Talking about Spoon yesterday and how they got Yankee Hotel Foxtrot‘ed before the whole YHF controversy happened reminded me of a movie that I’ve been meaning to watch, but had never found available in Mexico or online. Well, to my surprise I did find a copy of the movie and I ended up watching it last night.

I Am Trying To Break Your Heart is both the first song in Wilco’s Yankee Hotel Foxtrot and also the name of the film that documents the recording process of said album. At the time (2001-2), Wilco was already famous within it’s scene and they had 3 full lengths released and were signed to Reprise Records, a subsidiary of Time Warner. And so, the focus of this film is the recording, mixing and controversy of releasing Yankee Hotel Foxtrot, while also documenting the problems that were going on within the band.

The film starts with the recording sessions of the album and it touches on the at-the-time good relationship between Reprise Records and Wilco, apparently Reprise “blindly” gave them a truck of money to finance the initial stage of the album and the band was surprised about it. But through the recording of it some misunderstandings happen between the front man of the band, Jeff Tweedy, and the multi-instrumentalist (who may R.I.P.), Jay Bennett. Jay wanted more control over the album and Tweedy wouldn’t let him have it. Initially the band was supposed to be self-producing the album but they ended up calling Jim O’Rourke to get the job done.

And so with the album done they pitched it to Reprise, who refused to release it as it was because it “didn’t have a single” and the band ended up without a label, but with their record. They finally signed with another Time Warner subsidiary, Nonesuch Records and released the record to great success. Although the success of the record isn’t documented on the film, the search for their new label was, and so are some people commenting how “any label would be happy to have a band like Wilco”. And it was true, hell came down on Reprise as the whole YHF controversy happened, and so did the fact that YHF ended up being the best selling record Wilco ever made, and one of the best of last decade’s. It was like an alarm; how could a band like Wilco end up being ditched by their record label when they made something as awesome and original as YHF? What has the world come to?  and so forth…

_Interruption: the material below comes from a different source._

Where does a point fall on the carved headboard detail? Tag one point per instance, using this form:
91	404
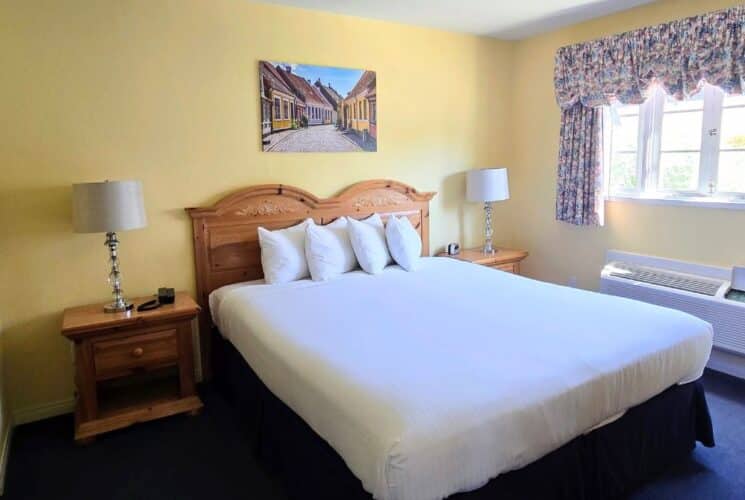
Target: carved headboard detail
226	246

And so, the band found a label, but before the release of the album, it started to leak. And like everybody who has a brain and understands how the internet works would, they decided to put it up streaming for free in their website. That was 2001. We’re in 2010 and there are still labels/bands that don’t understand this. But anyway, everything was ponies and rainbows for Wilco, right? Well, not really. The Bennett-Tweedy-O’Rourke controversy scaled up and after the album was done Tweedy fired Jay Bennett, and the band was like “Oh?”. And Bennett was like “He can’t handle my awesomeness, he’s a selfish mo’fucka”. And Tweedy was like “I fired him because… well, shit, I don’t know”. And that’s basically how the film ends.

Now, I can see this film being boring to anyone who doesn’t understand the background or doesn’t care about the music industry, or doesn’t like Wilco, or doesn’t like good music at all. But I found it very interesting. It’s shot in greyscale, which is interesting and adds to the whole drama and obscureness that surrounded the band at the time. It was directed by Sam Jones, who I’ve never heard of, not before this. And there’s also a lot of live footage in it. There’s Tweedy doing “Misunderstood” solo, then the band playing a bunch of songs from YHF, and there’s also footage of the band recording songs from the studio and some early versions of some YHF songs, like this more rocking version of “Kamera” that I liked a lot more than the album version.

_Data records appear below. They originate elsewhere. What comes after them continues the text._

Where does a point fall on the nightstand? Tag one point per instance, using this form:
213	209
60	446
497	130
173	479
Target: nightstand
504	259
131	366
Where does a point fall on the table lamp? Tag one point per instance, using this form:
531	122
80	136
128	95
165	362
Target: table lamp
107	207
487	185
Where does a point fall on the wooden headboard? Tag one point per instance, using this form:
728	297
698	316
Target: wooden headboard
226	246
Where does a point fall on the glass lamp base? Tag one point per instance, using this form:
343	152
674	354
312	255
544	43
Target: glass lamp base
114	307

And there’s also Jay Bennett’s famous phrase when referring to the recording of “Poor Places”, “Sometimes when you’re playing if you don’t have a sonic landscape behind you, everything turns into a folk song”.

This year the contract between Wilco and Nonesuch Records ended, and the band is planning to release their own label, just like they have done recently with Wilco (The Festival), Wilco (The Album), Wilco (The Song), Wilco (The Burger Joint), Wilco (The Tour) and now Wilco (The Record Label).